The Nifty Bank has seen some recent selling however. The financial index could pull down the overall market if PSU banks reveal more NPAs. However the index could also bust through current selling pressure if there are good results. As of now, a strangle of long 16,000p (140) and long 16,500c (120) looks quite tempting. This is approximately zero-delta, with the bank Nifty at 16,222 and either end of the strangle could be struck in one big session. Breakevens are at around 15,740, 16,760.
Open interest (OI) in the Nifty call option chain for April has a big peak at 8,000c and then tapers off but there is good OI until 8,200c. The April put option chain has big peaks at 7,500p and 7,000p. The Nifty's put-call ratios look bullish at about 1.2. The Nifty closed at 7,915 on Monday. A bullspread of long April 8,000c (41) short 8,100c (16) costs 25 and pays a maximum 75 and it's about 85 points from money.
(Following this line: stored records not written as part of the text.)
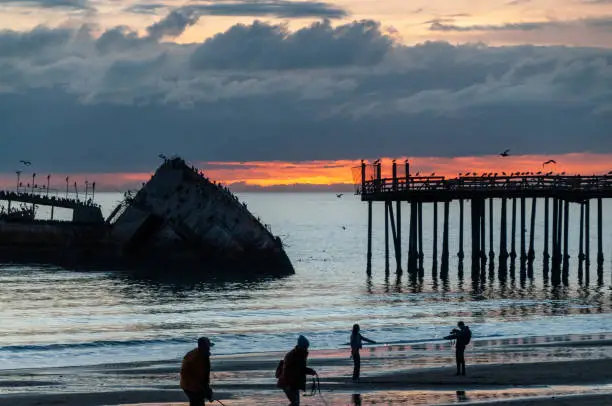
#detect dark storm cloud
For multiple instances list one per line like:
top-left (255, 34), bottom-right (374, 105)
top-left (191, 20), bottom-right (392, 69)
top-left (147, 9), bottom-right (200, 40)
top-left (0, 17), bottom-right (612, 172)
top-left (0, 27), bottom-right (74, 60)
top-left (0, 0), bottom-right (92, 10)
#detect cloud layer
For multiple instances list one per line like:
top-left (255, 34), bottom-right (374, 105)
top-left (0, 13), bottom-right (612, 172)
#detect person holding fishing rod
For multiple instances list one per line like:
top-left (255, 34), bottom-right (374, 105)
top-left (350, 324), bottom-right (376, 383)
top-left (181, 337), bottom-right (214, 406)
top-left (444, 321), bottom-right (472, 375)
top-left (276, 335), bottom-right (317, 406)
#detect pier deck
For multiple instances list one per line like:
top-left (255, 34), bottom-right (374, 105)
top-left (0, 190), bottom-right (95, 210)
top-left (358, 175), bottom-right (612, 203)
top-left (353, 161), bottom-right (612, 285)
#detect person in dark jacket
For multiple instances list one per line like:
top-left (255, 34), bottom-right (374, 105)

The in-the-money spread of long 7,900c (88), short 8,000c is also acceptable. A bearspread of long 7,900p (72), short 7,800p (40) costs 32 with a maximum payout of 68. This is just about 15 points from money and therefore, looks very attractive!
A long-short strangle of long 7,800p (40), long 8,000c (41), short 7,700p (22), short 8,100c (16) costs 42 and pays a maximum of 57. The breakevens are 7,757, 8,043. This is not zero-delta but the two-way nature of the spread may be very useful, given the guaranteed volatility of the earnings season.